Pakistani citizens were "outraged" to hear about the U.S. mission to kill bin Laden, the report says. The commission was charged with investigating "how the U.S. was able to execute a hostile military mission" without any kind of military response from Pakistan, as well as how bin Laden was able to remain in the country undetected.
The commission found that bin Laden entered the country in 2002. He stayed in various locations from tribal areas of Pakistan, to the northern Swat Valley, according to Al-Jazeera. In 2003, he appeared in Haripur, a city in northern Pakistan, where he stayed for two years.
The wife of one of bin Laden's aides said that while they were in the Swat Valley, they all (including bin Laden) were pulled over for speeding, but police did not recognize the al-Qaida leader, BBC reports.
By the summer of 2005, bin Laden and his family had moved into the compound in Abbottabad, which was about 53 miles from the country's capital Islamabad, Al-Jazeera reported.
The statements from bin Laden's wives say that he was able to move around the compound without being recognized because he wore a cowboy hat.
"They kept a very low profile and lived extremely frugally," the report says. "They never exposed themselves to public view."

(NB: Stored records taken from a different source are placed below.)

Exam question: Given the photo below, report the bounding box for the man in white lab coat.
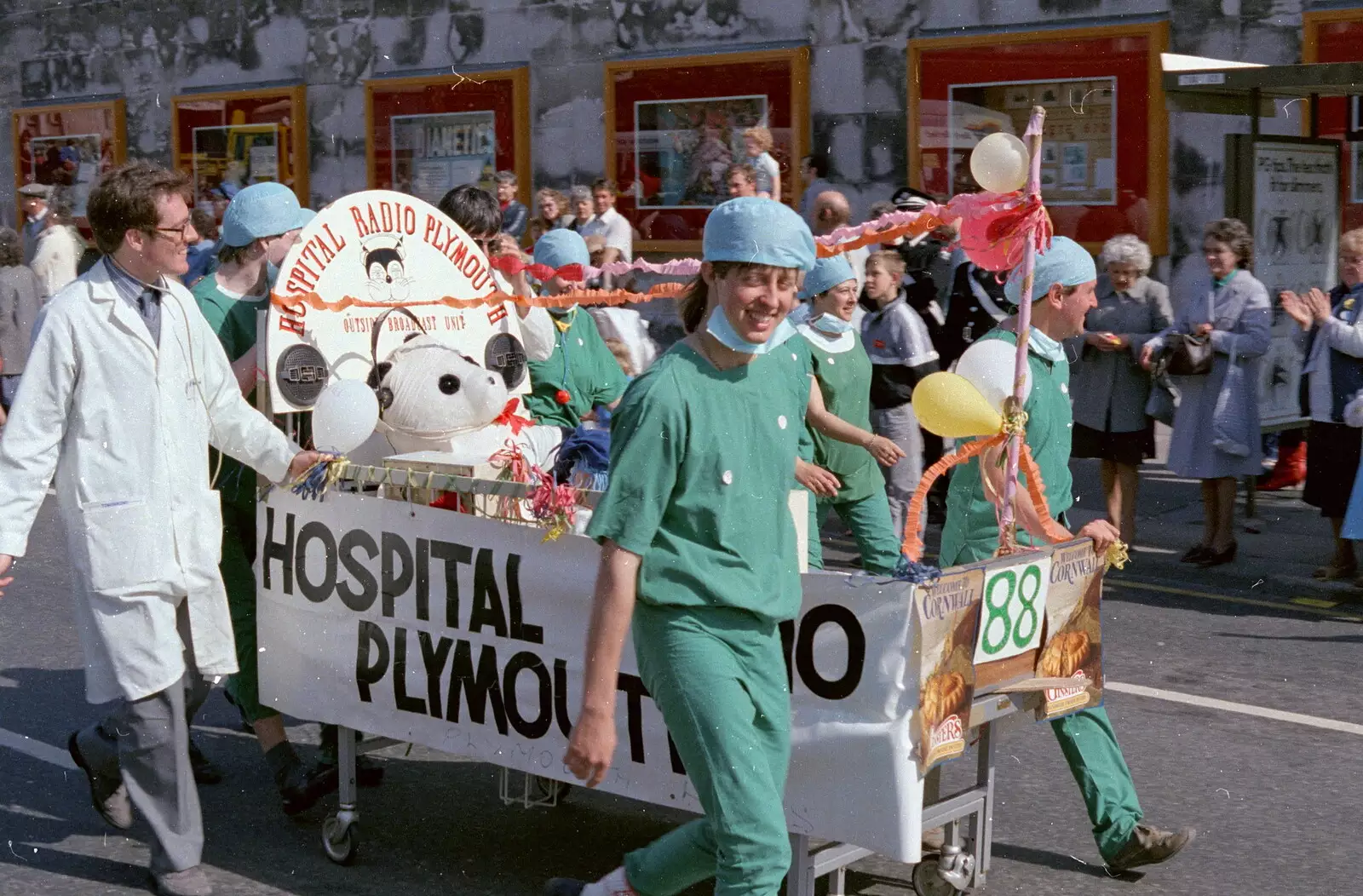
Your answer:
[0,162,319,896]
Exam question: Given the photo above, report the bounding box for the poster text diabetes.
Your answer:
[1259,155,1334,193]
[262,507,867,773]
[273,202,492,303]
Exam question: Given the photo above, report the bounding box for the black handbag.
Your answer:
[1160,332,1215,376]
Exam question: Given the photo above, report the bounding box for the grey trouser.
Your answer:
[77,599,211,874]
[871,405,923,541]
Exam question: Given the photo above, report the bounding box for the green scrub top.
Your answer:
[525,307,629,429]
[588,343,809,623]
[189,273,270,511]
[938,330,1074,569]
[799,325,884,501]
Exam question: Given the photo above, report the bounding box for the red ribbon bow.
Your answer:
[491,255,588,284]
[492,398,534,436]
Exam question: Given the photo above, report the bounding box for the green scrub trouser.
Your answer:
[956,543,1145,860]
[218,501,279,723]
[1051,707,1143,862]
[624,603,791,896]
[808,489,900,576]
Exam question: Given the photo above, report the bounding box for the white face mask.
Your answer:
[705,305,795,354]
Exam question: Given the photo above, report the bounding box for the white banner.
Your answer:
[256,491,923,862]
[266,189,530,414]
[1252,139,1340,426]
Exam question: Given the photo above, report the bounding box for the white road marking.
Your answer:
[1102,681,1363,735]
[0,728,77,771]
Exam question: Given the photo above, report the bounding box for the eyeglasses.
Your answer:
[154,219,193,243]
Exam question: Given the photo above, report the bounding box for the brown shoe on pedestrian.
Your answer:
[152,864,213,896]
[1108,824,1197,874]
[66,732,132,830]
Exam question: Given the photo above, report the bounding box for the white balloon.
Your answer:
[956,339,1032,414]
[970,132,1032,193]
[312,380,379,455]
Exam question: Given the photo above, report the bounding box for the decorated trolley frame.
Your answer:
[256,109,1124,896]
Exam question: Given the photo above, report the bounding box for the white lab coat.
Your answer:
[0,264,297,703]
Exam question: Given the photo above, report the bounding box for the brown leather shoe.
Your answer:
[1108,824,1197,874]
[152,864,213,896]
[66,732,132,830]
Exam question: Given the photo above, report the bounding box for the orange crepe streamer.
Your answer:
[270,284,687,312]
[814,212,952,259]
[900,433,1007,562]
[901,433,1073,562]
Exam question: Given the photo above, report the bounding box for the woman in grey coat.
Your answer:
[1067,234,1174,545]
[1141,218,1273,566]
[0,227,46,425]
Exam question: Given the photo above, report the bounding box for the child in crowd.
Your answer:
[743,127,781,202]
[861,250,939,538]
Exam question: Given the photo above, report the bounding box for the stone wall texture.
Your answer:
[0,0,1338,265]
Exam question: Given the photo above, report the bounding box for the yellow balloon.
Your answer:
[913,370,1004,439]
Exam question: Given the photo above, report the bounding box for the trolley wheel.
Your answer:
[322,816,359,864]
[911,853,961,896]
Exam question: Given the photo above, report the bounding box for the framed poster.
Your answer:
[908,22,1168,255]
[945,78,1118,207]
[390,109,496,205]
[605,48,809,253]
[9,100,127,227]
[170,84,311,221]
[365,68,530,205]
[1225,134,1341,429]
[1302,9,1363,231]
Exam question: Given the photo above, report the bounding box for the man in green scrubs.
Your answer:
[792,255,902,576]
[548,198,814,896]
[525,229,629,429]
[191,184,336,816]
[938,237,1195,873]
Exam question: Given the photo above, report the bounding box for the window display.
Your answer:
[909,23,1168,255]
[11,100,125,226]
[605,48,809,252]
[365,68,530,204]
[172,86,311,221]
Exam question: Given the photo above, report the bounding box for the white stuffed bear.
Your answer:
[370,335,563,470]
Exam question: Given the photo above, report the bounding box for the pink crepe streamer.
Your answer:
[999,107,1050,549]
[584,259,700,279]
[814,203,959,245]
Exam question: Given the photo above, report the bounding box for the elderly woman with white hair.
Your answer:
[1070,234,1174,543]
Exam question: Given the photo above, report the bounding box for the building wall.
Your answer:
[0,0,1338,265]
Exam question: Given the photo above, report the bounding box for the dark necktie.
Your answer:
[138,287,161,344]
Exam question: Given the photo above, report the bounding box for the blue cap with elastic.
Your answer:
[221,181,316,246]
[1004,237,1099,305]
[702,196,815,271]
[534,227,591,268]
[800,255,856,298]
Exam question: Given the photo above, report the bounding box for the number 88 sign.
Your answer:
[975,555,1051,663]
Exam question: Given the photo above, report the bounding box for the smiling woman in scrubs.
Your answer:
[548,198,814,896]
[797,255,904,575]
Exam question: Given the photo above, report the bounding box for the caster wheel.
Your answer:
[912,853,961,896]
[322,817,359,864]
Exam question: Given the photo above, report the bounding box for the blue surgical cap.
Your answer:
[704,196,814,271]
[800,255,856,298]
[1004,237,1099,305]
[221,181,315,246]
[534,227,591,268]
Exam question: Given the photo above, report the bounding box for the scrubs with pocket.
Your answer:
[939,330,1143,860]
[588,343,809,896]
[191,273,279,721]
[797,325,900,576]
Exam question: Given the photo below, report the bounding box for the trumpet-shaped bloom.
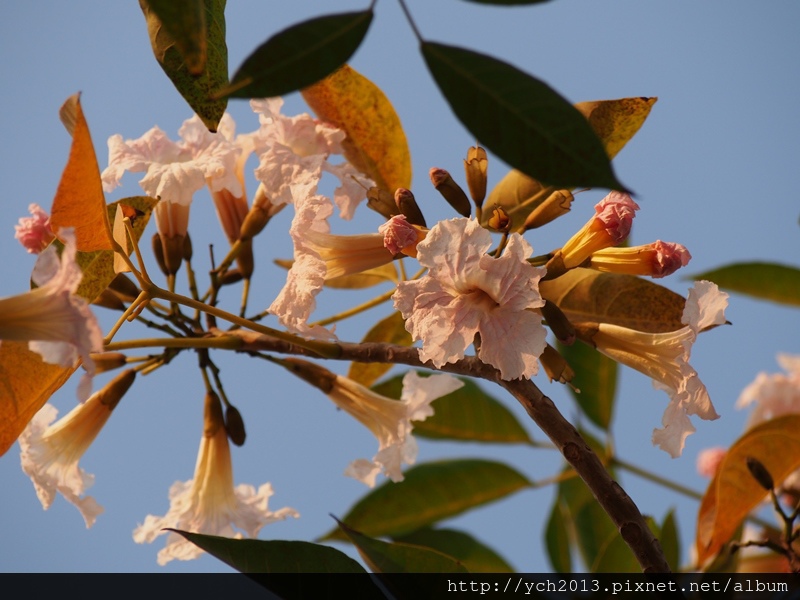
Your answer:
[133,400,300,565]
[393,218,546,380]
[250,98,373,219]
[102,114,243,237]
[328,371,464,487]
[736,354,800,429]
[0,228,103,401]
[577,281,728,458]
[14,204,55,254]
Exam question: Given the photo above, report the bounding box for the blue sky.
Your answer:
[0,0,800,572]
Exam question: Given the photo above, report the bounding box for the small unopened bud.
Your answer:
[541,300,575,346]
[464,146,489,207]
[236,240,255,279]
[486,206,511,233]
[280,358,336,394]
[225,404,247,446]
[89,352,128,375]
[430,167,472,217]
[539,344,579,391]
[203,391,225,437]
[745,456,775,492]
[523,190,574,231]
[217,269,244,285]
[394,188,427,227]
[97,369,136,410]
[367,186,401,219]
[183,233,192,262]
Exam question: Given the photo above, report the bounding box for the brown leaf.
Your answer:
[539,268,686,333]
[50,94,113,252]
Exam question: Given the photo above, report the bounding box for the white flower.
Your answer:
[102,114,243,237]
[19,369,136,528]
[576,281,728,458]
[393,218,546,380]
[250,98,373,219]
[328,371,464,487]
[736,354,800,429]
[133,397,300,565]
[0,228,103,401]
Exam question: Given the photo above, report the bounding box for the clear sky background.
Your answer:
[0,0,800,572]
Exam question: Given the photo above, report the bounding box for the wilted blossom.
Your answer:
[393,218,546,380]
[576,281,728,458]
[250,98,373,219]
[0,228,103,401]
[328,371,464,487]
[14,204,55,254]
[102,114,244,237]
[133,395,300,565]
[19,370,136,528]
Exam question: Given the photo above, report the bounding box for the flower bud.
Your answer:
[225,404,247,446]
[430,167,472,217]
[464,146,489,208]
[523,190,574,231]
[745,456,775,492]
[367,186,401,219]
[394,188,427,227]
[486,206,511,233]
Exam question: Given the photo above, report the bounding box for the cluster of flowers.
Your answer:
[6,99,727,564]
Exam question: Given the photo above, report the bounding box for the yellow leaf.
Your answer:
[0,341,75,456]
[539,268,686,333]
[575,98,658,158]
[302,65,411,193]
[696,415,800,563]
[483,98,657,231]
[50,94,113,252]
[347,312,414,387]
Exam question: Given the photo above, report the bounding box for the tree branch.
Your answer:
[220,330,670,573]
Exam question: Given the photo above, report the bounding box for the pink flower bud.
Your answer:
[14,204,55,254]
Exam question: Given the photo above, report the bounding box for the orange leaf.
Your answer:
[302,65,411,193]
[50,94,113,252]
[0,340,75,456]
[696,415,800,564]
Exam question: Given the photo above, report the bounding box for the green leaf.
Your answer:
[339,522,467,576]
[687,262,800,306]
[394,527,514,573]
[372,373,533,444]
[590,517,659,573]
[544,498,572,573]
[140,0,228,131]
[558,343,617,431]
[142,0,207,75]
[217,9,372,98]
[169,529,365,573]
[322,459,531,540]
[422,42,625,190]
[347,312,414,387]
[539,268,686,333]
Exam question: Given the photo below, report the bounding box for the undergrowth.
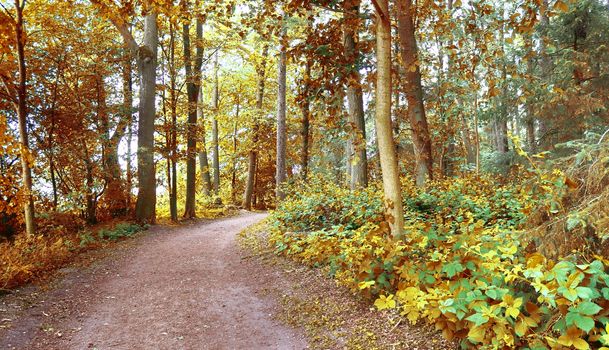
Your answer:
[0,222,146,289]
[269,168,609,349]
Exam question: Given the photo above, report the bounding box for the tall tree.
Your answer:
[243,42,269,210]
[91,0,159,223]
[2,0,36,235]
[343,0,368,189]
[397,0,433,186]
[197,86,212,196]
[182,5,203,218]
[275,23,287,201]
[300,60,311,181]
[373,0,404,236]
[211,51,220,201]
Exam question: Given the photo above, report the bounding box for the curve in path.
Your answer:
[0,213,307,350]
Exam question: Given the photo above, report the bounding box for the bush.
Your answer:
[97,223,144,241]
[270,177,609,349]
[272,177,384,232]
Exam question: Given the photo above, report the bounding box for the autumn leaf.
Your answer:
[374,294,396,310]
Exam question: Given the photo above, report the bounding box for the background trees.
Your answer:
[0,0,609,239]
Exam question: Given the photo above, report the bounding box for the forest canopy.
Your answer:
[0,0,609,349]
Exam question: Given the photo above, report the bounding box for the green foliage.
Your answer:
[273,177,383,232]
[97,223,144,241]
[271,177,609,349]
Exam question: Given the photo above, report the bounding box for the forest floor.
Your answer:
[0,213,454,350]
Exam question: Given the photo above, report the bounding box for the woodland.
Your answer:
[0,0,609,349]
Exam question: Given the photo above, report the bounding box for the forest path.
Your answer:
[0,213,307,350]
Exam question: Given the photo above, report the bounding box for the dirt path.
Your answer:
[0,213,307,350]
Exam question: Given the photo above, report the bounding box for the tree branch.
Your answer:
[372,0,391,26]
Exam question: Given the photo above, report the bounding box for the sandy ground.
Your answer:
[0,213,308,350]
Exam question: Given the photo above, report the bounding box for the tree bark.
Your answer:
[15,0,36,236]
[343,0,368,190]
[122,45,133,214]
[275,25,287,202]
[230,100,241,204]
[163,23,178,222]
[243,43,269,210]
[398,0,433,186]
[135,11,158,224]
[537,0,553,151]
[182,10,203,218]
[300,60,311,181]
[197,84,212,196]
[375,0,404,237]
[211,51,221,204]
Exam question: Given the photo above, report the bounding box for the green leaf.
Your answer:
[575,316,594,333]
[576,301,602,316]
[575,287,595,299]
[567,217,581,231]
[442,261,465,278]
[466,312,488,326]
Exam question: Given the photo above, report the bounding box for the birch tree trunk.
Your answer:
[15,0,36,236]
[135,11,159,223]
[375,0,404,237]
[343,0,368,190]
[398,0,433,186]
[275,23,287,202]
[243,44,269,210]
[211,52,221,204]
[182,10,203,218]
[197,84,212,196]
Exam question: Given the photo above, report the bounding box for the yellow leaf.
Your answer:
[374,294,396,310]
[358,281,375,290]
[514,320,529,337]
[573,338,590,350]
[467,327,486,343]
[554,0,569,12]
[505,307,520,318]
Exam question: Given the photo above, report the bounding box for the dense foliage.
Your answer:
[270,165,609,349]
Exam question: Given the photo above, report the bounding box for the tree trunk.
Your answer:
[135,11,158,223]
[243,44,269,210]
[524,35,536,152]
[343,0,368,189]
[230,100,241,204]
[182,10,203,218]
[275,26,287,202]
[375,0,404,237]
[211,51,222,204]
[15,0,36,236]
[300,60,311,181]
[163,23,179,222]
[122,45,133,214]
[398,0,433,186]
[96,66,128,218]
[197,86,212,196]
[537,0,553,151]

In the same year, the Pakistani government closed its search for bin Laden. Still, for more than six years, intelligence officials were not drawn to the strange makeup of the compound - the barbed wire, its size and the lack of visitors, the report says.
"As far as Pakistan is concerned, the failure was primarily an intelligence-security failure that was rooted in political irresponsibility and the military exercise of authority and influence in policy and administrative areas for which it neither had constitutional or legal authority, nor the necessary expertise and competence," the report concludes.